そして、そのキリスト教考証を務めるのが西原廉太さん(立教大学文学部長、立教学院副院長)。西原さんはプロテスタントの「聖公会」の立場であり、裕一と音が出会う教会も、日本聖公会・福島聖ステパノ教会で撮影が行われたことなどから、関内家は聖公会の信徒という設定だ。
1941(昭和16)年12月8日の真珠湾攻撃により太平洋戦争が始まると、翌年には大規模なキリスト教諸派への弾圧が始まる。そして6月26日早朝、ホーリネス系の教職者96人が治安維持法違反で検挙された。
このとき、それに対してトカゲの尻尾切りのように振る舞った人がいたことも、わが身を省みるために忘れてはならない。

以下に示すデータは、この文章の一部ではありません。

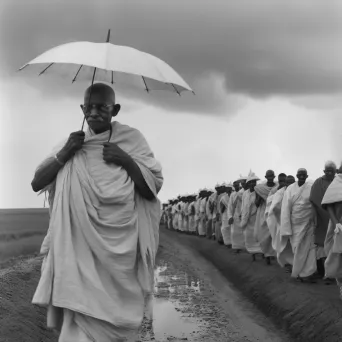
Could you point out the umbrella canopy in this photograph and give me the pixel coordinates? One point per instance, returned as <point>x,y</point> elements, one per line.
<point>110,63</point>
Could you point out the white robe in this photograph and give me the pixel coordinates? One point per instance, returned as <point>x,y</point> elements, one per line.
<point>234,211</point>
<point>101,243</point>
<point>248,218</point>
<point>297,223</point>
<point>281,244</point>
<point>225,228</point>
<point>202,217</point>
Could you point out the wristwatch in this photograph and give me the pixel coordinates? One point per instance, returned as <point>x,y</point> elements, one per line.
<point>58,161</point>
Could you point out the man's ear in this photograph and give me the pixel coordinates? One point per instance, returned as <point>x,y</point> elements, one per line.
<point>116,110</point>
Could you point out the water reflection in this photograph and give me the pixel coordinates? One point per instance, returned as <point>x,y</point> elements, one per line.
<point>174,293</point>
<point>164,281</point>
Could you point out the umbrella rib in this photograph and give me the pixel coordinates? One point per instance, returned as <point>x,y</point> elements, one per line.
<point>91,90</point>
<point>77,73</point>
<point>145,83</point>
<point>46,69</point>
<point>175,89</point>
<point>23,67</point>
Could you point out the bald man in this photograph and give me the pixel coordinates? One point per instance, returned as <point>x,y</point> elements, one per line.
<point>104,226</point>
<point>318,190</point>
<point>261,231</point>
<point>298,224</point>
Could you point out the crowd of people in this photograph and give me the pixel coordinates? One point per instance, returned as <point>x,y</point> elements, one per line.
<point>294,221</point>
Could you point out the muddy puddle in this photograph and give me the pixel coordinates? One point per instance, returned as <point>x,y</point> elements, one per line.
<point>182,310</point>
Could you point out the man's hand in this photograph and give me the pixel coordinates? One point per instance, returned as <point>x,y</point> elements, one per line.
<point>112,153</point>
<point>73,144</point>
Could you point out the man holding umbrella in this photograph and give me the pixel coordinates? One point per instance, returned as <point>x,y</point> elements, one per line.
<point>104,226</point>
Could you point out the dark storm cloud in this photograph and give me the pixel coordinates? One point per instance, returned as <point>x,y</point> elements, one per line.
<point>258,48</point>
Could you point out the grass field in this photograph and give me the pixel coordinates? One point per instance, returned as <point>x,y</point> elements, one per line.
<point>21,231</point>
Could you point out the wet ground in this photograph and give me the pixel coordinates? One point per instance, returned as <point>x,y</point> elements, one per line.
<point>192,302</point>
<point>187,306</point>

彼らの熱狂的信仰は我々教団のみでは手の下しようもないくらい気違いじみているため、これを御当局において処断して下さったことは、教団にとり幸であった。(日本基督教団第4部主事、管谷仁)
大局的見地からいえば、こうした不純なものを除去することによって日基教団のいかなるものかが一段に認められて、今後の運営上かえって好結果がえられるのではないかと考え、当局の措置に感謝している。(同山梨支教区長、小野善太郎)
(『ホーリネス・バンドの軌跡──リバイバルとキリスト教弾圧』新教出版社、662~663ページ)
残念なことに、立教学院も1942年、大学の学則第1条から「基督教主義」を削除。学校の目的も「基督教主義ニヨル教育」を削除して、「皇国ノ道ニヨル教育」に変更している。
私たちも、いつ自らの信仰を脅かされるかもしれない。そのとき、自己保身に走らず、後代の信仰者に対して恥ずかしくない行動をとれるだろうか。光子たちがこの時代にどんな姿勢を貫くのか注目したい。